Where much of the osteoarthritis experienced by more than 32 million Americans is brought on by gradual wear and tear on the joints, some is triggered by injuries to the articular cartilage that covers the ends of the bones. Scientists have developed an injectable gel that can prevent this form of osteoarthritis taking hold, by allowing for sustained delivery of drugs in the damaged joints to keep inflammation at bay.
The focus of this new study is a form of osteoarthritis called post-traumatic osteoarthritis (PTOA), which is a consequence of damage to a joint. It accounts for 10 percent of all osteoarthritis cases and is disproportionately seen among military personnel. As it stands, medications are available to relieve the pain, but there are no therapeutics to slow or stop the condition from progressing.
This is due to the inherent difficulties in having drugs reach the affected joints and remaining there long enough to suppress the inflammation and promote the regeneration of cartilage. A team from New York University believe they have now developed both the optimal therapeutic payload and the vehicle to deliver it, as a way of overcoming this obstacle and halting the onset of PTOA.

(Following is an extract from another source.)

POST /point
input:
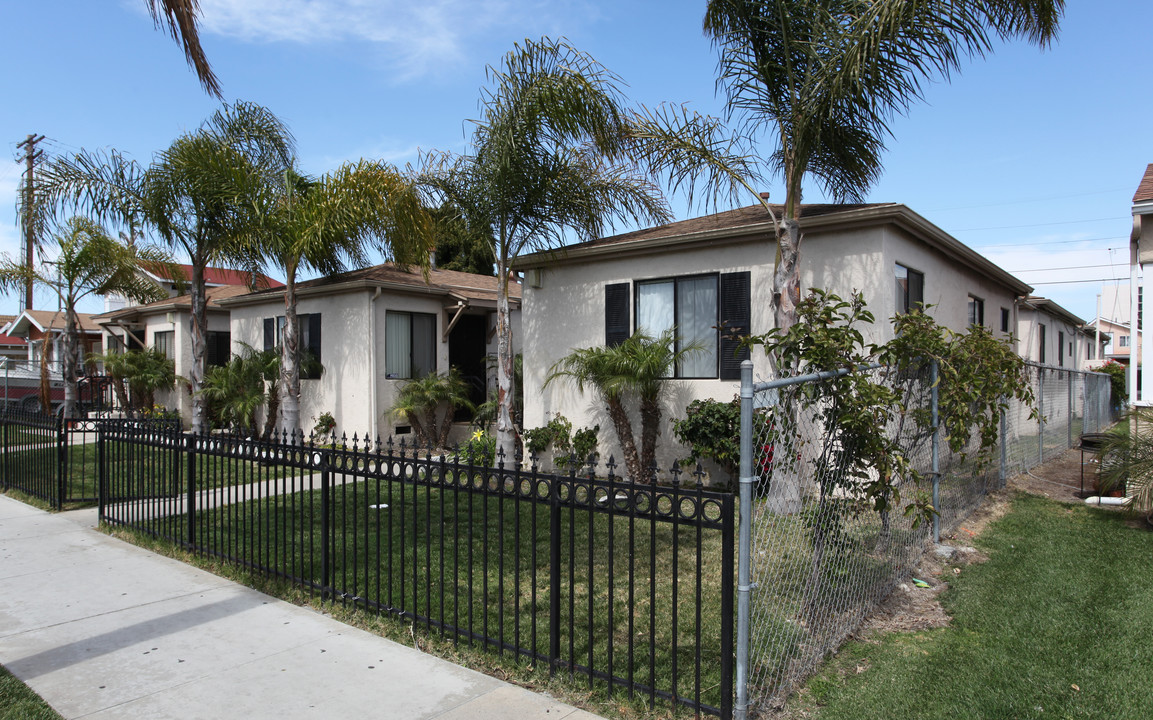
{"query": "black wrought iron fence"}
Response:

At the heart of the solution is a compound consisting of polypeptides, proteins and an anti-inflammatory growth factor called Atsttrin, which were fashioned into an injectable polymer gel. At body temperature, these compounds form a porous network that provides the optimal biomechanical environment for the prolonged release of the anti-inflammatory growth factors, while promoting the regeneration of tissue.

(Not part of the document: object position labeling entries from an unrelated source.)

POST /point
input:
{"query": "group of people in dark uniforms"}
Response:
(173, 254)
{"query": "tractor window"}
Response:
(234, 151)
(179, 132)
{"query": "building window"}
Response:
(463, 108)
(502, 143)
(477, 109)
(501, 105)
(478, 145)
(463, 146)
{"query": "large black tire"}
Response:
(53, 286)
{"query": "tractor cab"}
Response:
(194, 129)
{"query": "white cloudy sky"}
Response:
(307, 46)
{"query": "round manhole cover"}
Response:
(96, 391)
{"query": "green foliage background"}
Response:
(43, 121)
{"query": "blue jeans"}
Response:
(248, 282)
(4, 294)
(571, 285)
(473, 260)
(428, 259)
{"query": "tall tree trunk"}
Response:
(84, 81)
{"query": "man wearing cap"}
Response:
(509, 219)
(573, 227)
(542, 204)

The team was able to demonstrate this through in vitro experiments and then through in vivo experiments on rabbits, where the gel protected against the onset of progression of PTOA in their anterior cruciate ligaments. Importantly, the gel is based on proteins rather than synthetic materials and should therefore be well-tolerated in the body and biodegrade within weeks.
There is still work to do in determining the optimal dosage for different scenarios, as the experiments involved the same single drug concentration as a means of both preventing and treating PTOA. But the scientists believe that these promising early results provide the basis for a novel therapy not just for PTOA, but other conditions characterized by damaged, inflamed joints.

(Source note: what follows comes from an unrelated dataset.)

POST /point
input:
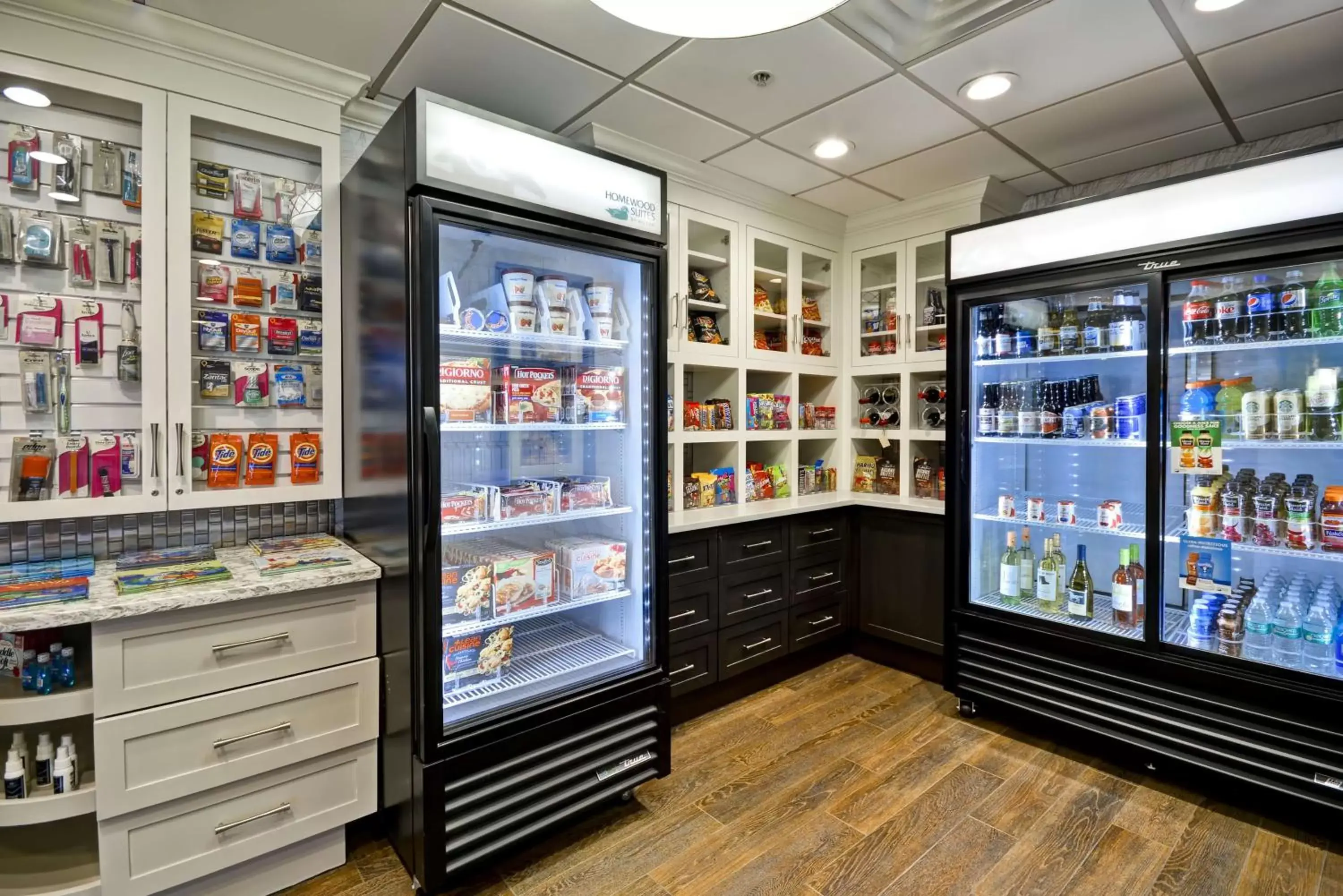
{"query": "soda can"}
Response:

“Future exploration of higher drug loads and/or repeated drug administration in larger cohorts and a detailed in vivo assessment will allow us to optimize the utility of our Atsttrin-loaded construct in PTOA progression,” said study author Jin Kim Montclare. “Our study not only supplies additional evidence supporting the protective application of Atsttrin in the pathogenesis of PTOA but also describes development of a new minimally invasive drug delivery system that may be implemented to prevent and treat PTOA and other degenerative joint diseases as well.”
The research was published in the journal Biomaterials.